Si muove Achille Variati, candidato del Pd e neo-eletto sindaco del capoluogo berico, con il 50,48 per cento delle preferenze [27.645 voti, circa 500 in più di quelli della candidata del Pdl, Lia Sartori]. Una vittoria da molti inaspettata, visti i risultati del primo turno, quando la candidata del Pdl aveva ottenuto il 39 per cento delle preferenze. Un segnale importante nella città dove da oltre un anno e mezzo il movimento No Dal Molin lotta contro una nuova base a stelle e strisce. Proprio la questione Dal Molin era stata uno degli aspetti più importanti della campagna elettorale del nuovo sindaco di Vicenza, che si è sempre dichiarato contrario alla costruzione della base militare. Per ribadire la sua posizione sul Dal Molin – un progetto che ritiene «dissennato» per la città di Vicenza – lo scorso 22 aprile Variati ha scritto una lettera al Presidio Permanente, un vero e proprio «patto con la città», con il quale si è preso degli impegni precisi. «Promuoverò in consiglio comunale una delibera di segno opposto a quella che ha dato il via libera al progetto – ha scritto nella lettera – e organizzerò una consultazione popolare per dare alla città la possibilità, fin qui negata, di dire sì o no a questo progetto di costruzione della nuova base militare americana al Dal Molin. E per far sì che questa operazione abbia un senso – ha poi aggiunto – chiederò con fermezza allo Stato e alle autorità americane una sospensione nell’esecuzione dei lavori, così da rispettare i tempi, il più possibile brevi, dell’espressione della volontà vicentina». L’impegno del nuovo sindaco nel caso in cui da questa consultazione emerga «un chiaro no» – cioè un no accompagnato da una partecipazione popolare sufficiente – è quello di «rappresentare tale volontà utilizzando ogni prerogativa attribuitami dalla legge». Pare così aprirsi qualche nuova possibilità per bloccare la costruzione della base a Vicenza.

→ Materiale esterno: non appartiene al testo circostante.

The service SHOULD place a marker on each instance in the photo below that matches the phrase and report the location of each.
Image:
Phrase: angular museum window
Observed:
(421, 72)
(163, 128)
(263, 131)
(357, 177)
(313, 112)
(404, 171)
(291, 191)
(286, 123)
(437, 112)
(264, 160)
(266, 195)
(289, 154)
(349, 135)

Si muovono i No Dal Molin e la lista civica del Presidio Permanente, «Vicenza libera» [quarta lista cittadina al primo turno, con più di tremila voti e un consigliere comunale]. «Vicenza libera» aveva deciso fin dall’inizio di non fare apparentamenti di alcun genere, ma aveva anche chiesto ai suo elettori di tornare a votare, per Achille Variati, «per poi essere pronti, dal giorno dopo la sua elezione, a chiedere il rispetto del patto con la città». C’è soddisfazione da parte del movimento contro la base, un soggetto con il quale il nuovo sindaco dovrà confrontarsi nei prossimi mesi. «Ora ci aspettiamo – dicono dal Presidio Permanente – il rispetto del patto che Achille Variati ha fatto con la città: il nuovo consiglio comunale dovrà immediatamente annullare l’ordine del giorno che esprimeva parere favorevole all’installazione militare».
Una delle prime questioni che il nuovo sindaco dovrà affrontare è proprio l’ordinanza di sgombero del Presidio Permanente, emanata lo scorso febbraio dalla giunta comunale, nel suo ultimo giorno di mandato. «Un luogo di partecipazione e democrazia, come è il Presidio – aveva detto Achille Variati negli ultimi giorni di campagna elettorale – non viene smantellato con le ruspe. Un sindaco non costruisce muri contro la protesta». Variati, che si è impegnato fin dall’inizio per «una politica di confronto aperto» con la cittadinanza, alla ricerca di «soluzioni per conciliare il rispetto necessario della legalità – che non può conoscere sconti – con il diritto sancito dalla costituzione alla libera espressione democratica».
Ma c’è anche qualcun altro che si muove, ma in senso opposto. A farlo è uno dei personaggi che hanno caratterizzato la vicenda Dal Molin, il generale Frank Helmick, comandante della Setaf [Southern european task force] di stanza a Vicenza. Il generale ha salutato questa mattina con una cerimonia ufficiale la caserma Ederle, per partire per l’Iraq, al comando del «Multi national security transition command», struttura militare Usa.
Strana coincidenza o buon auspicio per la città del Palladio?